Achel 8: Delicious Spicy Triple

It should be kept in mind that a beer can be called “Trappist” only if it is brewed under the control of monks of the Cistercian Order of the Strict Observance, who are called Trappists. Fourteen monasteries produce Trappist beers, as recognized by the International Trappist Association (ITA). It’s that association that grants a monastery the right to use the label “Authentic Trappist Product.”

The fourteen are: La Trappe (Koningshoeven Abbey, Netherlands); Chimay (Scourmont Abbey, Belgium); Rochefort (Our Lady of Saint-Remy Abbey, Belgium); Westmalle (Our Lady of the Sacred Heart Abbey, Belgium); Westvleteren (Sint-Sixtus Abbey, Belgium); Zundert (Maria Toevlucht Abbey, Netherlands); Stift Engelszell (Stift Engelszell Abbey, Austria); Spencer (Saint Joseph’s Abbey, United States); Cardeña (Monastery of St. Peter, Spain); Tynt Meadow (Mount St. Bernard Abbey, England); Mont des Cats (Mont des Cats Abbey, France); Orval (Orval Abbey, Belgium); Tre Fontane (Tre Fontane Abbey, Italy); Achel (Sint-Benedictus Abbey, Belgium).

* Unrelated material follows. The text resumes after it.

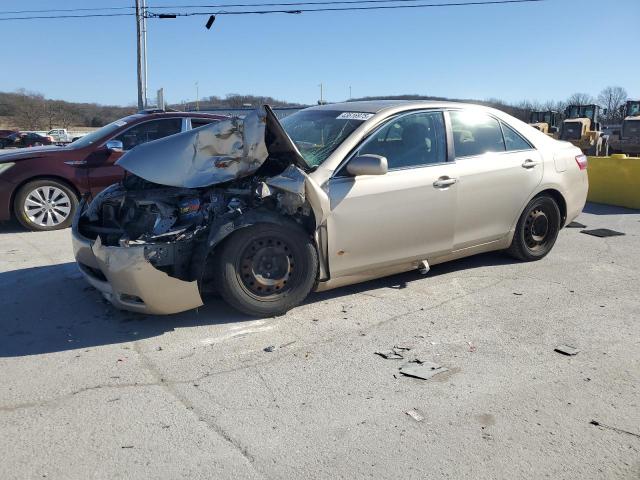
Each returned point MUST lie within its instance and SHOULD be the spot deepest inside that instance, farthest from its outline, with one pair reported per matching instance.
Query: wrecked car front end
(146, 243)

The last in the list is our Trappist of the day — “8 Blond,” to be precise (Achel is available as Brown and Blond, in two strengths: 8% and 9.5% ABV).

Better known than the latest arrivals — Cardeña or Tynt Meadow — it remains the least known of the Belgian ones, Achelse Kluis being a microbrewery with a fairly modest production (4,500 hL-3,800 US bbl).

I think that this Belgian Triple is exceptional in many ways. It’s a beer with warming spice flavors which becomes more complex as you taste it. An elegant and subtle Triple, with a superb consistent body for the style, a lovely tangy finish, and a very yeasty aftertaste.

To unearth post-haste if you do not know it yet.